The project lays the groundwork for transforming city-based transport. Mobility-as-a-Service, or MaaS, involved using a single smartphone app to get from A to B using a variety of transport options. Maybe bike to bus then taxi is the fastest way to get home? A MaaS app simplifies the whole process, weighing up options and coming up with an easy route that requires one payment. It’s this Uber Copter trial, Uber’s first shot at multi-modal transport, that could lay the foundations for more ambitious systems in the future.
“We are excited to bring Uber Copter to all Uber riders so they can experience our first iteration of aerial ridesharing” Eric Allison, head of Uber Elevate, said in a statement. “We built this multimodal app experience to take riders between ground and air transportation so that five passengers have perfectly timed, fully-integrated journeys. This is our first step to what will become a future Uber Air network.”
Uber explained to Inverse that it hopes to use the experience from Uber Copter to fine-tube its app for this multi-modal future. It wants to make sure the booking, switching and boarding process is as simple as possible. Ahead of this future, it has joined the MaaS Alliance and unveiled plans for a broader air-based service, launching in 2023 and powered by vertical-takeoff-and-landing crafts.
Uber Copter: how it works
Uber Copter works through the regular Uber app like any other journey. The eight-minute ride can be booked up to five days in advance. The trip includes regular car rides at either end of the trip. Pricing, like the car rides, is dynamic and moves between $200 and $225 per person. Each helicopter fits five passengers, and riders can book as many seats as they like.

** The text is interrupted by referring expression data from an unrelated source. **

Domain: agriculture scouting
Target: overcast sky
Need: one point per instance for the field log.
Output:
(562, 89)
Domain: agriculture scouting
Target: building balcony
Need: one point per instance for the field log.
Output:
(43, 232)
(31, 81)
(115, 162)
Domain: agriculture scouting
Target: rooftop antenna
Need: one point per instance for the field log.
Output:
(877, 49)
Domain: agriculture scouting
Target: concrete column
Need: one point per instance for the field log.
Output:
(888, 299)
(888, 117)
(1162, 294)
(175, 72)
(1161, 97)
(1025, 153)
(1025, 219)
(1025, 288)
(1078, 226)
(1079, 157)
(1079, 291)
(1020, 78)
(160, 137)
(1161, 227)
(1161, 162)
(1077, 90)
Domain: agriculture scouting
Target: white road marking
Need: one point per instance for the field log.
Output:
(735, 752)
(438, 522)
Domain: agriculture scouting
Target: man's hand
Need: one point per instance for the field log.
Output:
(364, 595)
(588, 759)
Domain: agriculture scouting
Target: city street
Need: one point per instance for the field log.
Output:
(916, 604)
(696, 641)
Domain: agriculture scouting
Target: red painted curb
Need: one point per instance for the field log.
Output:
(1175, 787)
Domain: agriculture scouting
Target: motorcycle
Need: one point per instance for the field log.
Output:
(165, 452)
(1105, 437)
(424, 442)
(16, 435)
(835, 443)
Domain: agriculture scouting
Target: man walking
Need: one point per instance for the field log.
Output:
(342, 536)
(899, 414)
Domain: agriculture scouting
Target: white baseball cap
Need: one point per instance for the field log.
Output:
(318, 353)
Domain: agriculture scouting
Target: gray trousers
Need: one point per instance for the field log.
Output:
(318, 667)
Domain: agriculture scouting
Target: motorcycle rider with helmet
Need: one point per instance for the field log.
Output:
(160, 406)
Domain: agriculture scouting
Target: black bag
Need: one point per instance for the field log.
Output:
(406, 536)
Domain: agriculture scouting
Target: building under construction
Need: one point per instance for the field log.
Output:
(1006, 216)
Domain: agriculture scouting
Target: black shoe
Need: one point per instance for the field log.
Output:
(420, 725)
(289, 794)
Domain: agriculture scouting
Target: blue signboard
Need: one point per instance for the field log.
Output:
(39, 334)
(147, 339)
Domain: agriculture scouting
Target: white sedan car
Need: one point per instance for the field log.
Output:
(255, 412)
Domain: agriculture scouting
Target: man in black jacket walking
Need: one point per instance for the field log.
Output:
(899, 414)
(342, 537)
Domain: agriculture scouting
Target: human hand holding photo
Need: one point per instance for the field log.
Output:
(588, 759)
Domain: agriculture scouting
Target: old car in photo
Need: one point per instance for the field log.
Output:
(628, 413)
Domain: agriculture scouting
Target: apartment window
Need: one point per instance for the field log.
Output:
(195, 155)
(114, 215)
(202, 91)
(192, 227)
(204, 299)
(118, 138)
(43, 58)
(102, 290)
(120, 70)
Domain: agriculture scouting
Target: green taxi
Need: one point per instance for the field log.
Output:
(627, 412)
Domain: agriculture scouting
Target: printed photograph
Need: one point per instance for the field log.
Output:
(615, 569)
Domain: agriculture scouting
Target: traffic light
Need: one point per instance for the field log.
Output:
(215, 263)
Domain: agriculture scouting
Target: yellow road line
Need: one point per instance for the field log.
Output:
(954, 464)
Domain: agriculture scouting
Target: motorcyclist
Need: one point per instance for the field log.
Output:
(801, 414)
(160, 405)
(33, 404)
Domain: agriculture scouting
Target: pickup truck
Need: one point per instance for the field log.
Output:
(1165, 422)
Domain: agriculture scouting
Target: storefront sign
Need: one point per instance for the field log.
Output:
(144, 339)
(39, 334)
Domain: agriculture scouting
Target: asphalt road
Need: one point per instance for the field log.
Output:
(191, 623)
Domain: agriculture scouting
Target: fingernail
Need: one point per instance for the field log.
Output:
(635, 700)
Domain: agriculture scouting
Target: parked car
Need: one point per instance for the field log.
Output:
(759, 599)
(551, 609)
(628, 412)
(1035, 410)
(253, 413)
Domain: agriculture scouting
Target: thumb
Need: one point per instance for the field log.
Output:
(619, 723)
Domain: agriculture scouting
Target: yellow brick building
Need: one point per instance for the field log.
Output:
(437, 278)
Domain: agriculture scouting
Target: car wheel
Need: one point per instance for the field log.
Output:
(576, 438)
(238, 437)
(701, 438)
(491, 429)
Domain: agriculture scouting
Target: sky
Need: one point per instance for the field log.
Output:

This is the precursor to a broader Uber Air service, which the company expects to launch in 2023 in Dallas, Los Angeles and Melbourne. A flight test demonstration is expected at the end of this year.
The company’s 2016 white paper detailed how this system may work in practice. The vehicles would be zero-emissions, using a battery pack for the short journey. It aims to get the boarding process down to one minute to ensure speedy switching between modes of transport. The use of vertical-takeoff-and-landing vehicles negates the need for a runway, offering more flexibility for landing spots.
Over time, the economies of scale are expected to drive down the cost of flights. Uber is hoping that while an Uber Air trip from the marina in San Francisco to downtown San Jose will probably cost $129 initially versus $111 for a standard UberX, it could grow to become even more competitive to reach just $20. The two-hour-10-minute flight could also take as little as 18 minutes by VTOL.
Uber is not the only company exploring MaaS as a way of simplifying city transport. Automakers like Uniti and Sono Motors have looked at car-sharing apps that could build into other modes of transport to offer a single, clear means of getting around.
MaaS may not stop there. A concept vehicle designed by Airbus and Audi uses a pod that attaches to different modular extras, meaning a user can move from ground-based transport to air-based transport without even leaving their seat.
The future of transport could end up looking a lot more integrated.